A directional field provides a visual representation of the slopes of the solution curves at various points in the plane. By plotting the direction vectors, students can grasp the general behavior of solutions. These fields are particularly helpful when it might be difficult or impossible to directly integrate and solve the equation analytically.

• The slope at each point is calculated using the differential equation.
• These slopes suggest how solutions will behave over the plane.
• By observing these directions, one can draw possible solution curves.

Integrating Factor

To solve a linear first-order differential equation such as \( y' + y = \frac{1}{x} + \ln x \), an integrating factor is used. The integrating factor is a function that, when multiplied with the differential equation, simplifies it such that the left-side turns into a product rule, making integration straightforward.

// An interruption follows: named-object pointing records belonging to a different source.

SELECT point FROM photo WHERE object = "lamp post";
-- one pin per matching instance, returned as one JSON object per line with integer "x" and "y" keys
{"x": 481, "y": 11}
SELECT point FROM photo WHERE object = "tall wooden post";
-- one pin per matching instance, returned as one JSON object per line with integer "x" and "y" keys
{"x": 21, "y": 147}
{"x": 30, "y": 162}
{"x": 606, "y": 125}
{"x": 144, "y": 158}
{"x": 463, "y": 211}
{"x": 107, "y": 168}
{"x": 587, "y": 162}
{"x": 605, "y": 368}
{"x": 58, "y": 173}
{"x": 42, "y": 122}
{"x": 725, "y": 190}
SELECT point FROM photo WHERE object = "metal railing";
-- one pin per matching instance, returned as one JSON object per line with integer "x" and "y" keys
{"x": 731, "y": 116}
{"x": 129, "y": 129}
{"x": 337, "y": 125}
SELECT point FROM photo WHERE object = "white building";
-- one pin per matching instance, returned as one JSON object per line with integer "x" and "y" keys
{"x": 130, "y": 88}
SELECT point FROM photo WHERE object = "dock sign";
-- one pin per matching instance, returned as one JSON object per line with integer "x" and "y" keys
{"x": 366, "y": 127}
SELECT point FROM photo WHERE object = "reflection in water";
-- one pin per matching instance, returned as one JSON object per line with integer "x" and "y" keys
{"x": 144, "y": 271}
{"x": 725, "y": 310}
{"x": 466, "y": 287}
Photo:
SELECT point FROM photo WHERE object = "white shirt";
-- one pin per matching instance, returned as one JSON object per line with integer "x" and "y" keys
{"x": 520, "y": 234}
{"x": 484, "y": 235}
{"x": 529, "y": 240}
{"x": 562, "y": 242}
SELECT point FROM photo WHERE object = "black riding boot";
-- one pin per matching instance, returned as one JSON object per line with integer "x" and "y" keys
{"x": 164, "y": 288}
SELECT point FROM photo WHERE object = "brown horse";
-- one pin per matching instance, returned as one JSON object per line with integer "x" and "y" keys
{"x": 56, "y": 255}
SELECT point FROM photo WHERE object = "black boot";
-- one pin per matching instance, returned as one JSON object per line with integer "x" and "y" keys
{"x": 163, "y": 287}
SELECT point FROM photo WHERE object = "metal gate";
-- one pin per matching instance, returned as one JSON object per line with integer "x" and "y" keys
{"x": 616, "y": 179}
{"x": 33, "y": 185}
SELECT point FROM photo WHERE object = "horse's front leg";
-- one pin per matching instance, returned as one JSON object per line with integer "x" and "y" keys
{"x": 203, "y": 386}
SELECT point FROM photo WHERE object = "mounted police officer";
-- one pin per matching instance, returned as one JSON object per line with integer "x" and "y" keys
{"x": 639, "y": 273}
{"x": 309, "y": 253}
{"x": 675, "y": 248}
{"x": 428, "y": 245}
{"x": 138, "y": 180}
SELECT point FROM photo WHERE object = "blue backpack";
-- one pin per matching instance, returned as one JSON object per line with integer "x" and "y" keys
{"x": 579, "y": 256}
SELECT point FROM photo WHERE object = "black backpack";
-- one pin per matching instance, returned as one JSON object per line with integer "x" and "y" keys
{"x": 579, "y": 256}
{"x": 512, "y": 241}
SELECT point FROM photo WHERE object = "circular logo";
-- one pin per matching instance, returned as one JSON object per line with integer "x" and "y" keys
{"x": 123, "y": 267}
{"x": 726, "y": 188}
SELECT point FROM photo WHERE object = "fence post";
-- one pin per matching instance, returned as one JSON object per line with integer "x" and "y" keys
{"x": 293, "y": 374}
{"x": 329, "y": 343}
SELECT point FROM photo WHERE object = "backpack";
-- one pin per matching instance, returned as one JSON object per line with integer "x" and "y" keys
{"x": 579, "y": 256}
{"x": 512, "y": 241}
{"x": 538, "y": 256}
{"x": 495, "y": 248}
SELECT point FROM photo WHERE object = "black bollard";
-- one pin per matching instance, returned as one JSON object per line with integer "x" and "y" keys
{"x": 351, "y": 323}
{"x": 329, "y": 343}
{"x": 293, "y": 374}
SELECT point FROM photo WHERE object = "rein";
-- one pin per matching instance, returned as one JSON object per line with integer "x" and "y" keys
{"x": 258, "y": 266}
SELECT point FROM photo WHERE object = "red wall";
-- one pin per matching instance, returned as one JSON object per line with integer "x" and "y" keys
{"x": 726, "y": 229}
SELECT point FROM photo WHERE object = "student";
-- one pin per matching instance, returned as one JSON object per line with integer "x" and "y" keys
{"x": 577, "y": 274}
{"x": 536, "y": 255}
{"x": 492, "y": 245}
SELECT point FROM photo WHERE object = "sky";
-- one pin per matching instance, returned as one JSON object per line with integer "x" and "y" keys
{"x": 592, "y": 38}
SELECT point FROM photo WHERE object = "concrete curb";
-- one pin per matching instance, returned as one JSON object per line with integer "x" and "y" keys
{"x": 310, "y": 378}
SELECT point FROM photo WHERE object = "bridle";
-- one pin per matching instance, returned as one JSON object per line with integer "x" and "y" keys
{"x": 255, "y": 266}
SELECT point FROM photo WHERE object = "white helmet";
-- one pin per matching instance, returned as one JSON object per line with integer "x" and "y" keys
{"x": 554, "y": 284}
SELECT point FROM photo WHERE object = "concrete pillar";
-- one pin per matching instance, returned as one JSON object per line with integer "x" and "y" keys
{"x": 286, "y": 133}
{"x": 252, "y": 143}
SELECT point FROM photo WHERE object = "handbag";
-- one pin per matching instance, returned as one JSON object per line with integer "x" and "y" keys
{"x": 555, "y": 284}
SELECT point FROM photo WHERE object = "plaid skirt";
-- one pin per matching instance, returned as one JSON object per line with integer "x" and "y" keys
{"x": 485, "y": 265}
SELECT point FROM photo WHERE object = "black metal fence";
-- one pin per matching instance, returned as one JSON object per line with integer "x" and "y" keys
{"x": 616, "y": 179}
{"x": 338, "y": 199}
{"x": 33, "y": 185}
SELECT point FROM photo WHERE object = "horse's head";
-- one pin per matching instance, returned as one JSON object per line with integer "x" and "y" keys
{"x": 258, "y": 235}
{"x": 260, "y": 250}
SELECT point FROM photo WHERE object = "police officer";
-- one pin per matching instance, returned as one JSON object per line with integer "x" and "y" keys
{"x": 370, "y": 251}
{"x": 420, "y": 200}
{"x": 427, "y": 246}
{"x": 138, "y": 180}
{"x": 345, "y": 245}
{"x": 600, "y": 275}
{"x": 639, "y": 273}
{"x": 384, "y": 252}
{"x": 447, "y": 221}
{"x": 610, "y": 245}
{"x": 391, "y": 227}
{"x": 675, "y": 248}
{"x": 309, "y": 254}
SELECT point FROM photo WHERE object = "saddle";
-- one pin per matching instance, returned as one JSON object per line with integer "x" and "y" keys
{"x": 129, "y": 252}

The standard formula for finding an integrating factor for an equation \( y' + P(x)y = Q(x) \) is given by \( I(x) = e^{\int P(x) \, dx} \). This factor, when applied, transforms the equation:

• Multiply every term by the integrating factor \( I(x) \).
• The left side becomes \( (I(x)y)' \).
• Integrate both sides with respect to \( x \) to solve for \( y \).

In our example, where \( P(x) = 1 \), the integrating factor would be \( e^x \). This application simplifies our example and allows the solution to be expressed more readily in terms of \( x \).

Integration by Parts

Integration by parts is a technique used when faced with the product of two functions that makes straightforward integration challenging. It relies on the formula:\[\int u \, dv = uv - \int v \, du\]This technique can be particularly useful when dealing with expressions inside a differential equation that do not easily fall into basic integration formulas.

In the context of solving the differential equation \( y' = \frac{1}{x} + \ln x - y \), integration by parts was employed to manage the troublesome integral \( \int e^x \left( \frac{1}{x} + \ln x \right) \). A common strategy is to choose:

• \( u \) as a function that simplifies when differentiated.
• \( dv \) as a function that simplifies when integrated.

In this example:

• Let \( u = \ln x \) and \( dv = \frac{1}{x}e^x\, dx \). This results in simplifying the integration of the product.
• The selection of \( u \) and \( dv \) is crucial for simplifying the integral.
• Compute \( du \) and \( v \), and substitute into the formula to solve.

Through integration by parts, complex components can be broken down, thus aiding the overall process of integrating and solving the differential equation.